Posted by: russell | January 19, 2022 at 09:14 AM
I didn’t realize this until Sirota pointed it out, but the filibuster was waived last month to pass the debt ceiling bill. That’s a good thing, but it also shows the ( gasp) hypocrisy of people who claim the filibuster should never ever be tampered with.
https://www.nytimes.com/2021/12/09/us/politics/debt-ceiling-congress.html
(Of course the debt ceiling apocalypse threat is another extraordinarily stupid thing about America.)
I don’t get why this can’t be pointed out in the press discussions of the filibuster.
The Senate Parlimentarian is another useless appendage. Though maybe if the filibuster were eliminated she could go back to well- deserved obscurity.
Posted by: Donald | January 19, 2022 at 10:54 AM
The argument for keeping and respecting the filibuster is that, if it is eliminated or worked around, the (R)'s will exploit that to ram through their own agenda when they regain the majority.
As far as I can tell, the (R)'s treat Senate rules as a form of Calvinball already. In the interest of fairness, I'll say that it's entirely possible that (D)'s do that as well.
The rules are whatever the body in question wants them to be, within the boundaries defined in the Constitution. The filibuster isn't mentioned in the Constitution, and in fact it interferes with the principle of simple majority rule that *is* assumed for all but a small handful of cases in the Constitution.
The filibuster as currently implemented in the Senate renders the Senate non-functional. One Senator can prevent a bill coming to the floor at all by simply "registering an objection".
Whatever benefit it may have ever had is more than outweighed by the way it is used currently to basically bring legislation to a halt.
Things are useful - they serve a constructive purpose - or they are not. If they are not, they should go.

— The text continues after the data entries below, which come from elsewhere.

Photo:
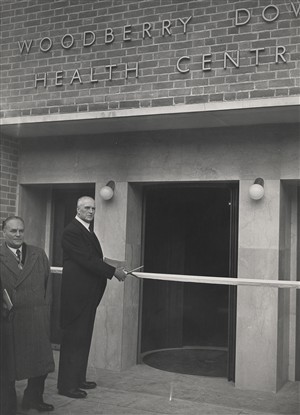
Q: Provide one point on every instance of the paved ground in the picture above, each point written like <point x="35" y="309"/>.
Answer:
<point x="143" y="390"/>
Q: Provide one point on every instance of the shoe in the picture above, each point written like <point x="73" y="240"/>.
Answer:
<point x="73" y="393"/>
<point x="88" y="385"/>
<point x="39" y="406"/>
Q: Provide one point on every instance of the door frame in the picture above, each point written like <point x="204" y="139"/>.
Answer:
<point x="233" y="185"/>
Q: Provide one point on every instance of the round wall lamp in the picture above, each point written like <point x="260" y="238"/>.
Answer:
<point x="107" y="191"/>
<point x="256" y="190"/>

At a minimum, we should return to the "percentage of Senators present and voting" standard. If a cohort within the Senate wants to block a bill from coming to the floor, at least make them work for it.
We already had a form of governance where a 2/3 majority was needed to pass any legislation. It was a failure, for that and other reasons, and we therefore got rid of it.

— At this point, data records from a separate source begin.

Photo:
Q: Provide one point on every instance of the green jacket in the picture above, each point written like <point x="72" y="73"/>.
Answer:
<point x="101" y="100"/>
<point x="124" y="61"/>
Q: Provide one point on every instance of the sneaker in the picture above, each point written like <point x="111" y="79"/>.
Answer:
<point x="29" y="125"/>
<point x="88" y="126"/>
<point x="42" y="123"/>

Posted by: russell | January 19, 2022 at 11:21 AM
The last part of this article answered my own question—
https://www.salon.com/2022/01/15/how-the-states-have-become-laboratories-of-autocracy--and-why-its-worse-than-you-think/
Basically what I have read is that some Republicans are willing to pass a more moderate form of election protection.
Anyway, the article explains why these seemingly moderate compromises are actually just cynical, something you would expect of Mitch McConnell favors them.

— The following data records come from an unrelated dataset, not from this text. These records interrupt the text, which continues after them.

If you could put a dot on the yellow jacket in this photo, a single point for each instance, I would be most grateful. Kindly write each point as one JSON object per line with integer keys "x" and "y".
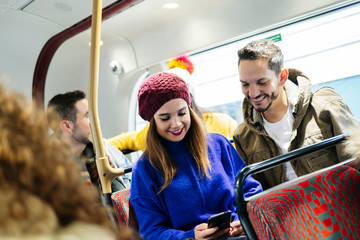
{"x": 214, "y": 122}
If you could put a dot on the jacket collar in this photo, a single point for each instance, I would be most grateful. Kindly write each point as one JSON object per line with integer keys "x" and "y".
{"x": 298, "y": 90}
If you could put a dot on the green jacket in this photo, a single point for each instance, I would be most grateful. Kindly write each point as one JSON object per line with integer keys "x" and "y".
{"x": 319, "y": 114}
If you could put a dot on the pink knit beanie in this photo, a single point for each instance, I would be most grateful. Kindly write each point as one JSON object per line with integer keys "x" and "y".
{"x": 157, "y": 90}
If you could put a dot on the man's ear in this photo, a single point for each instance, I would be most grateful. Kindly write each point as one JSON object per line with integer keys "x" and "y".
{"x": 66, "y": 126}
{"x": 284, "y": 74}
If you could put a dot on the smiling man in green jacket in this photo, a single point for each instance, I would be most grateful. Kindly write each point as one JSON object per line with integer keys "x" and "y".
{"x": 281, "y": 114}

Posted by: Donald | January 19, 2022 at 02:27 PM
I try to avoid people whose self-description includes the name "Machiavelli".
Heh.
I would mind it less if it seemed that the person had read and understood Machiavelli to begin with, and not just be riffing on the Cliff Notes popular version that lives in the public imagination.
Maybe he just likes 2pac?
Posted by: nous | January 19, 2022 at 08:45 PM
Interestingly, this popped up
https://www.prnewswire.com/news-releases/multi-cultural-bebop-channel-awaits-finra-clearance-steve-clemons-in-as-ceo-301214274.html
which gets you to this site
https://www.beboptv.com/
and this
https://bebopgo.io/
Before the pandemic, I did some work with a group that did teacher conferences in places that didn't get many native speaking teachers. The idea was that we would use our own money or any research funds we got from our Japanese unis to go to these countries and make presentations. Sometimes, it is problematic, and some of the presenters don't really seem to understand their privilege, but the majority just want to help, provide support and make friends. However, there is always another class of people, they don't want to present or get involved in getting to know teachers, but they want to 'manage' things. It's a bit like disaster capitalism, so they can get the perks from helping out. I wonder what it would take him to tell Manchin that he needs to change. Obviously more than what has happened now.